Mourning The Death Of Journalism

                                                                       

I hit the "go" button on the coffee pot on Sunday morning, then swung open the front door, intent on going out and retrieving the Sunday newspaper. Except out in the driveway was a plastic bagged paper so thin I mistook it for the weekly market trader circular that you find in your local grocer's racks.

Almost turned back into the house to call the circulation department, then thought, while I'm out here, may as well retrieve that market trader circular.

Alas, turns out that bagged newspaper WAS the Sunday paper. Could not believe it. This morning's paper broke all records for tree conservation. Even the Sunday store circulars seem to have taken the week off.

I can remember when the Sunday paper was two pounds of newsprint, with whole sections devoted to book reviews, and movie and play reviews, with a good ten pages of international news supplementing a generous reportage of national and local news.

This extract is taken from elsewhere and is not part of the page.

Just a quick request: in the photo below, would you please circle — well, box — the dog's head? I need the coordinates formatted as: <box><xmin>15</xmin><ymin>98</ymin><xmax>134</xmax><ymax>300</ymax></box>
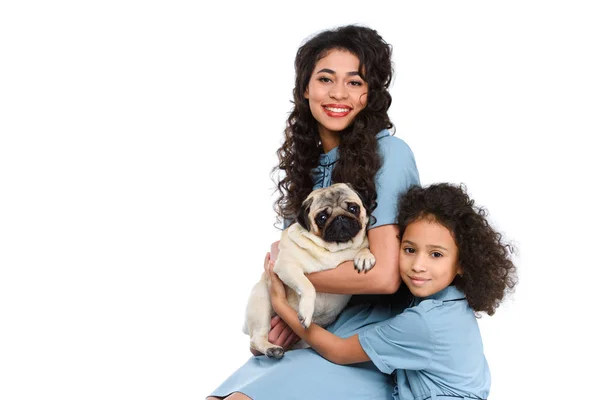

This morning's paper required only 20 minutes for me to finish reading. And because they no longer care, the editor puts the paper to bed about midnight, so there was no news at all about the Sri Lanka tragedies, nor any overnight crime news. The only lengthy article of substance in the entire newspaper was a full four page spread about the plight of illegal central and south american invaders and how we are not doing enough to make them comfortable. This is not even news anymore. Our liberal Gannett corporation owned newspaper has, for a full decade, been promoting the elimination of our southern border. After the lengthy Sunday morning collective "group sob" the paper will feature at least two other sob stories before this week is out.

I don't expect to have too many fellow mourners here. With fewer readers I know the newspaper business is on its last legs. But I sure miss those newspapers of old that educated our citizenry without an axe to grind, and provided the Sunday reader an entire day of reading material.

I was just startled to realize that there may be more truth printed in those supermarket tabloids than there are in the local newspaper.

Sad. Damned Sad.

3 comments:

TheRandyGuy said...

Easy to explain. When presenting both sides of an issue (objectivity), that takes more space. When merely advocating (subjectivity), it takes less space. Like you, I've watched the paper become a Cliff Notes version of what I grew up with. Not necessarily a bad thing, considering the dearth of content. This began in 2007 when Obama was the candidate of choice. The MSM had been liberal since the 60's when they opposed the Vietnam war, with their prize being the removal of Nixon. But in 2007, the blatant bias was laid bare. I was driving to Travis AFB when it was reported Obama characterized his own white grandmother (who reared him when his own mother couldn't be bothered) as a "typical white person with all the biases and prejudices of a woman her age". Well, I thought, he's done. Only he wasn't. The media spun it and dropped it. Had John McCain called any black a typical black person, he would have withdrawn the next day. Not BO. For the following 8 years, we watched as the press dropped to their collective knees before this man, even as he violated the Constitution (Canning v. NLRB, 9-0 SC decision holding Obama violated the Constitution) and he tapped their phones and read their e-mail. The election of Trump highlighted that fact as they attempted to revert to being independent, except it comes off as shilling for Dems. Newspaper readership has dropped, even when they say on-line readership is taking the place of paper print. If so, why are papers laying off staff? No, the media is distrusted with being objective truth tellers with good reason. They are open advocates for the left.

A Modest Scribler said...

And, Randy, let's not forget BO's "ciingijg to guns and bibles" quote, another insult smothered and overexploited by his slobbering media groupies. Re Trump and the media, I believe the pollsters and the media's massive miscalculations on the election outcome will someday be a deep, deep study by historians. The media thought they could toy with Trump, give him lots of air time, boost their ratings with his outrageous rants, then laugh like hyenas as Hillary was crowned. After Trump won they were extremely angry that Trump had used them and played them. So their indignation over Hillary's loss was compounded after they realized they'd been had by Trump...and a whole hell of a lot of closeted Trump voters.,

Frank R. Krzesowiak said...

You need to figure out a way to allow people to give you a "thumbs up" on articles AND comments. Both you and Randy hit the mark. "Thumbs up" to both of you.